Esquivel, to testify in Dugar’s trial. Esquivel is a forensic scientist. She explained

that, along with her duties as the lab director, she sometimes analyzes evidence that

comes into the lab. Esquivel described the normal procedures the lab follows to

preserve a sample of a person’s blood. She explained the vial containing Dugar’s

blood contained preservatives, a solution of potassium oxalate and sodium fluoride,

substances that act as a preservative and anticoagulant on blood. Esquivel also

testified that from the lab’s paperwork, she had no reason to believe the normal

procedures were not followed in the handling of the specimen she tested of Dugar’s

blood.

          The record does not, however, show that Officer Pratt is the person who

removed the blood from the locked refrigerator and took it to the lab. But “gaps in

the chain of custody go to the weight of the evidence, not admissibility” when the

testimony in the trial shows what happened with evidence at the beginning and end

of the chain.35 The lab paperwork in evidence identifies the specimen tested in the

lab as the specimen drawn from Dugar by the nurse.

          35
               Hartsfield v. State, 200 S.W.3d 813, 818 (Tex. App.—Texarkana 2006, pet.
ref’d).
                                             15
      To prove an item of evidence is authentic, “the proponent must produce

evidence sufficient to support a finding that the item is what the proponent claims it

is.”36 Trial courts have great discretion in deciding whether an item is what the

proponent claims it to be. 37 Here, there is evidence showing where the chain of

custody began, with the nurse, and where it ended in the lab.38 Dugar presented no

evidence to show that anyone tampered with the vials that contained his blood. We

conclude the record allowed the trial court to reasonably infer that jurors could

resolve Dugar’s claim questioning whether the specimen tested in the lab was a test

done on his blood.39

      We conclude Dugar’s complaints about gaps in the chain of custody are

matters that go to the weight of the testimony about the blood tests, not its

admissibility.

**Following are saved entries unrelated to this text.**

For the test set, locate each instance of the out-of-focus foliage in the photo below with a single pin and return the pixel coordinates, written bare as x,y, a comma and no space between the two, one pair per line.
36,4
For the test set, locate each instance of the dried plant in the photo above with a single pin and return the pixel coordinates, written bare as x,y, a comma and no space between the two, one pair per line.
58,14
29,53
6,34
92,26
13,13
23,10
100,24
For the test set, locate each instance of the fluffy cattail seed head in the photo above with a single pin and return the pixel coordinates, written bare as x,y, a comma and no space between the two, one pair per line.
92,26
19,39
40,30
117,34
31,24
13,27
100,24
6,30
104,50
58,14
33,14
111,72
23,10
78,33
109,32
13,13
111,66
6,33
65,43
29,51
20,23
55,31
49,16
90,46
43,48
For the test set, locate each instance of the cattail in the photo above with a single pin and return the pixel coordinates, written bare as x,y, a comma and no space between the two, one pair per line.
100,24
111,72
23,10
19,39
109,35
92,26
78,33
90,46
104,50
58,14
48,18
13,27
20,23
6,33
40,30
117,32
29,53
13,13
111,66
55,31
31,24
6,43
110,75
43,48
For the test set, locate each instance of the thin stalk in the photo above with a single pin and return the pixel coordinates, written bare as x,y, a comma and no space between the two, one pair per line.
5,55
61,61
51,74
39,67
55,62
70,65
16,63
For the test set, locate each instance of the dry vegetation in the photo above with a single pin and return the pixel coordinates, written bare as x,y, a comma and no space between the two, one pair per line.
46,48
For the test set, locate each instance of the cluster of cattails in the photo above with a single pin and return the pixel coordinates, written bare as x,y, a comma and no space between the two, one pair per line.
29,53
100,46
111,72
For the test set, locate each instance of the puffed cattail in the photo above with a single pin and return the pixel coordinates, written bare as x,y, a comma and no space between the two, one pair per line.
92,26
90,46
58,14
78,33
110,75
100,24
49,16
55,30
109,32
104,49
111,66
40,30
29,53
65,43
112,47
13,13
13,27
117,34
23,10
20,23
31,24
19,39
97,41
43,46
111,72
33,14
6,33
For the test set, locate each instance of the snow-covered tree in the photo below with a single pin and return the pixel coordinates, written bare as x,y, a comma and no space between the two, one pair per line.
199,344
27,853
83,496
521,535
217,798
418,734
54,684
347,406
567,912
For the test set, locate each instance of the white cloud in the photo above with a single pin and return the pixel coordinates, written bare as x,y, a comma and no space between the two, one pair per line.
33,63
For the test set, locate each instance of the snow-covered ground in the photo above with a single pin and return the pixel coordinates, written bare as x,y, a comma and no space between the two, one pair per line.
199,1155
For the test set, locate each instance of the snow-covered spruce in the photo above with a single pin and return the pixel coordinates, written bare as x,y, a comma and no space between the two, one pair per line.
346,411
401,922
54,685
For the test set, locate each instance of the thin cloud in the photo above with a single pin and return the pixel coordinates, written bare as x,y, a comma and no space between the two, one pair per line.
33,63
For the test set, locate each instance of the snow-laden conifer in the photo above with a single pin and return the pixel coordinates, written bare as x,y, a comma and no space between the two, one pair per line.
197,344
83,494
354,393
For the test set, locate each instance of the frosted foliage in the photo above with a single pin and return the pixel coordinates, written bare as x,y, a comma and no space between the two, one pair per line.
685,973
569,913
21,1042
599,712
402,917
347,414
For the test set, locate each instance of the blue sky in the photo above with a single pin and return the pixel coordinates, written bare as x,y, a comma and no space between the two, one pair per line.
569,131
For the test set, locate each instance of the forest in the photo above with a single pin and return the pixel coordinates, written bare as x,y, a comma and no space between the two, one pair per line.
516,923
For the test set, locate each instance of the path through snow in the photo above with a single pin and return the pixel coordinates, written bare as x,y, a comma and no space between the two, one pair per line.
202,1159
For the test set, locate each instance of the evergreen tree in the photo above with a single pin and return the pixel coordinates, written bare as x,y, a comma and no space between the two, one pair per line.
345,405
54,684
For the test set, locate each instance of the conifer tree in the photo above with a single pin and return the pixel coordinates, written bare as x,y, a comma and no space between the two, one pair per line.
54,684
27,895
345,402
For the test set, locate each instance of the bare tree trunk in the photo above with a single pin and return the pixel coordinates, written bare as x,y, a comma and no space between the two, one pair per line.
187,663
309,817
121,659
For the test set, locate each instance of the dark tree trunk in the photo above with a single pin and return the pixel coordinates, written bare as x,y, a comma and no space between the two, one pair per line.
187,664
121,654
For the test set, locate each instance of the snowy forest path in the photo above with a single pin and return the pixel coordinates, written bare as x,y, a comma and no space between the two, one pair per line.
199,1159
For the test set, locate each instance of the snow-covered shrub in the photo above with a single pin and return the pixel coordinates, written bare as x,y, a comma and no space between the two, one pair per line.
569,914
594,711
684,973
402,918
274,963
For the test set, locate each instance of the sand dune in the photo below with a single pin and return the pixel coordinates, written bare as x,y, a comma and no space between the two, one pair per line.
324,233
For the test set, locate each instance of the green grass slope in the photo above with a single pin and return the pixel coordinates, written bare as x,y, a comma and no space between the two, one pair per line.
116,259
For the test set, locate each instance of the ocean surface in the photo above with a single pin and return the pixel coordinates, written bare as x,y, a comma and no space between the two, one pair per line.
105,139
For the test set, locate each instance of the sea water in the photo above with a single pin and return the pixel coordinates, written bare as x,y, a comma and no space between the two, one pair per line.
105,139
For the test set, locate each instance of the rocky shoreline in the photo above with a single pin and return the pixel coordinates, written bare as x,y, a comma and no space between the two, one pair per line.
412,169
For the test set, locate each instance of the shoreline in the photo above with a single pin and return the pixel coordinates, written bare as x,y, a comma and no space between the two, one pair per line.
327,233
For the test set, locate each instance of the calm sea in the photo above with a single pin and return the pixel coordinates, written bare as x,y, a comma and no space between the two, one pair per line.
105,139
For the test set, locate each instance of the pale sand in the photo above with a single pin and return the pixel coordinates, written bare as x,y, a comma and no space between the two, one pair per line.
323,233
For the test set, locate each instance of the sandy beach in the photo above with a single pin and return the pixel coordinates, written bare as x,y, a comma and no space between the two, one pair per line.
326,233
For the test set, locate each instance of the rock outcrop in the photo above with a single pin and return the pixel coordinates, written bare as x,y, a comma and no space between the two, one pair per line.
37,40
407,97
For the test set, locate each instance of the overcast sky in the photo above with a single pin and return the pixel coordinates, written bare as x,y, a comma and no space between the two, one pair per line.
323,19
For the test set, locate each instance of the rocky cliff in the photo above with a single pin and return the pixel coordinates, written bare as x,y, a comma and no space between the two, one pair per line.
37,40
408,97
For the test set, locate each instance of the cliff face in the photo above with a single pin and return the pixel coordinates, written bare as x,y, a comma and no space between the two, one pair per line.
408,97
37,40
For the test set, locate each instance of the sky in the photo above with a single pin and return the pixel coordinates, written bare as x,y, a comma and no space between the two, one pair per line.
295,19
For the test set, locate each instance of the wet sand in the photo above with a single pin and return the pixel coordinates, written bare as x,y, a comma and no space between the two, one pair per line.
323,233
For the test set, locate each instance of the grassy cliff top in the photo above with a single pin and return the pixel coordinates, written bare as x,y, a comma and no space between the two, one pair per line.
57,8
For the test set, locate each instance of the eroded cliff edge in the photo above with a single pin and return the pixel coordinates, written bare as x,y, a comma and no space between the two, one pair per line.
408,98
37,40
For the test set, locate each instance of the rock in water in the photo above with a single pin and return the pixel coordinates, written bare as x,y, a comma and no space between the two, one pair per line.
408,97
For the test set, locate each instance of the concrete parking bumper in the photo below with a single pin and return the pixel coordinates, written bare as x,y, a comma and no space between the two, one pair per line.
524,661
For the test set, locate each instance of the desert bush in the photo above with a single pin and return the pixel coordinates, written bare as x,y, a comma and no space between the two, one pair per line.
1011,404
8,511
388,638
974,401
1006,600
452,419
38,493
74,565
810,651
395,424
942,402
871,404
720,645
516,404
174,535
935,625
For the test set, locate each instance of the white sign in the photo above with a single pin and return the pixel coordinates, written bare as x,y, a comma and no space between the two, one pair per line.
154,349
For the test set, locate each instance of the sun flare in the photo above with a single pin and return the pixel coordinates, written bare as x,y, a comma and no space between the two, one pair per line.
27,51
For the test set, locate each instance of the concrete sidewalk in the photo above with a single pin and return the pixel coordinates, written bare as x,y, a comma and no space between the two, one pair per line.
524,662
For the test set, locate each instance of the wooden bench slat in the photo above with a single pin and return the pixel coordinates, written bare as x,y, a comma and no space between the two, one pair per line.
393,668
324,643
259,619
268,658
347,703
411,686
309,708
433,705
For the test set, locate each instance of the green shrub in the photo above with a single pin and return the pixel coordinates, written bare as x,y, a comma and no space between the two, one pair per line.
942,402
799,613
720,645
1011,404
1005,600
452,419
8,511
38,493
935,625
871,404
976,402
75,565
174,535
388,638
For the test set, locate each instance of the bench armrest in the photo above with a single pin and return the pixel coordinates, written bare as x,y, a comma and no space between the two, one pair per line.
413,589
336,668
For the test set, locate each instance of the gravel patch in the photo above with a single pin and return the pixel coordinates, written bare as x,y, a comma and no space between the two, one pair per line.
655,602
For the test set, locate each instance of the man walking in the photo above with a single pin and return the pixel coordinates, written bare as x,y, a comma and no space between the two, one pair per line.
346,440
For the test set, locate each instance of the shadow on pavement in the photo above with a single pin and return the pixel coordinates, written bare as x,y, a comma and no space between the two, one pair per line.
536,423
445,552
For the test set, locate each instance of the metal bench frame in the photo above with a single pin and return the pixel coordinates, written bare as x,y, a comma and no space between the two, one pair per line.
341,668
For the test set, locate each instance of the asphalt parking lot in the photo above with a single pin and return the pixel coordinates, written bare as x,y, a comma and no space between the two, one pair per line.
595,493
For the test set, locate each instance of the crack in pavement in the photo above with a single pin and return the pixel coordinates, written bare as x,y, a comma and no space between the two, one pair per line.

Dugar’s second issue is overruled. Having overruled both of Dugar’s

issues, the trial court’s judgment is

      36
          Tex. R. Evid. 901(a); see Druery v. State, 225 S.W.3d 491, 503 & n.30 (Tex.
Crim. App. 2007).
       37
          See Druery, 225 S.W.3d at 503 (explaining that “[a] trial judge has great
discretion in the admission of evidence at trial” when deciding whether the evidence
being offered has been authenticated by the party offering the evidence in the trial);
accord Butler v. State, 459 S.W.3d 595, 600 (Tex. Crim. App. 2015) (holding
appellate courts apply liberal standards ensuring a trial court’s determination is
within the zone of reasonable disagreement).
       38
          See Mitchell v. State, 419 S.W.3d 655, 659 (Tex. App.—San Antonio 2013,
pet. ref’d).
       39
          See Druery, 225 S.W.3d at 503.
                                          16
      AFFIRMED.

                                                _________________________
                                                     HOLLIS HORTON
                                                          Justice

Submitted on January 25, 2021
Opinion Delivered April 7, 2021
Publish

Before Golemon, C.J., Horton and Johnson, JJ.